Andreas startete zuerst und bemühte sich, den "Deckel" über uns Richtung Westen zu verlassen. Ich kam hinterher und traf ihn knapp hinter Pferdsfeld. Gordon war leider schon zu diesem Zeitpunkt verlorengegangen. Der Schenkel lief recht gut, nur gegen Kell hin war das Steigen schwach und die Bärte nicht rund, was mich zu forciertem Vorfliegen veranlaßte, währenddessen ich auch Andreas verlor, der doch etwas vorsichtiger vorging. Während des Kurbelns zurück auf 1800 m nahe Kell sah ich ihn noch mal kurz und dann lange Zeit nicht mehr.

Kurz hinter der Wende erreichte ich dann auch wieder 2000 m und unterschritt diese Höhe bis zum Pfälzer Wald nicht um mehr als 500 m.
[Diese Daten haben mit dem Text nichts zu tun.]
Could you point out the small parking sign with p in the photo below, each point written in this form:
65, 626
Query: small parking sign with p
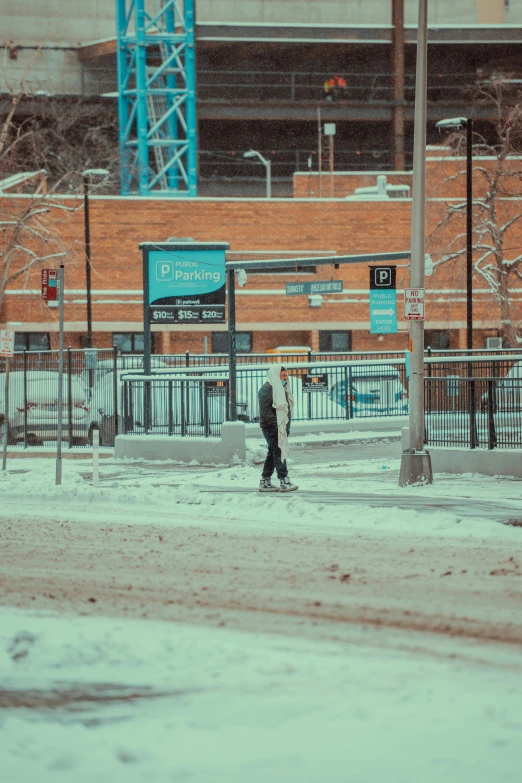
383, 304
Mit 2100 m bei Pirmasens war die Überquerung des Waldes, der quasi komplett unlandbar ist, kein Problem mehr.

Das Problem kam erst dahinter: Das Rheintal war, von sehr wenigen, sehr flachen Cumuli abgesehen, blau und, wie ich während des Abgleitens in Richtung Wende feststellen mußte, so gut wie tot. Nach Umrunden von Schweighofen machte ich also sofort kehrt um zurück über den Wald zu kommen, wo vor Minuten noch beeindruckende Quellungen gestanden hatten. Die waren zwar auch noch da, aber ihre östlichsten Vertreter hatten sich verabschiedet und nur noch Fetzen hinterlassen. An die westlichen ranzukommen war aus der aktuellen Höhe und im Angesicht des Geländes nicht mehr möglich. Während ich an der Waldkante doch noch schwaches Steigen finde, das immerhin wieder auf 1750 m trägt, ruft mich Andreas im Funk, schon sehr schwach: er lande jetzt in Lachen-Speyerdorf. Er war von Kell aus nördlicher geblieben, hatte Kaiserslautern überflogen und schaffte es jetzt das Rheintal hinauf nicht mehr nach hause. Entsprechend sahen natürlich bei nüchterner Betrachtung auch meine Aussichten aus, nach hause zu kommen: 100 km noch zu fliegen, westlich des Kurses der Pfälzer Wald mit schwachem Steigen, östlich das tote Rheintal. Das Wiedersehen mit den freundlichen Landauern erschien nahe.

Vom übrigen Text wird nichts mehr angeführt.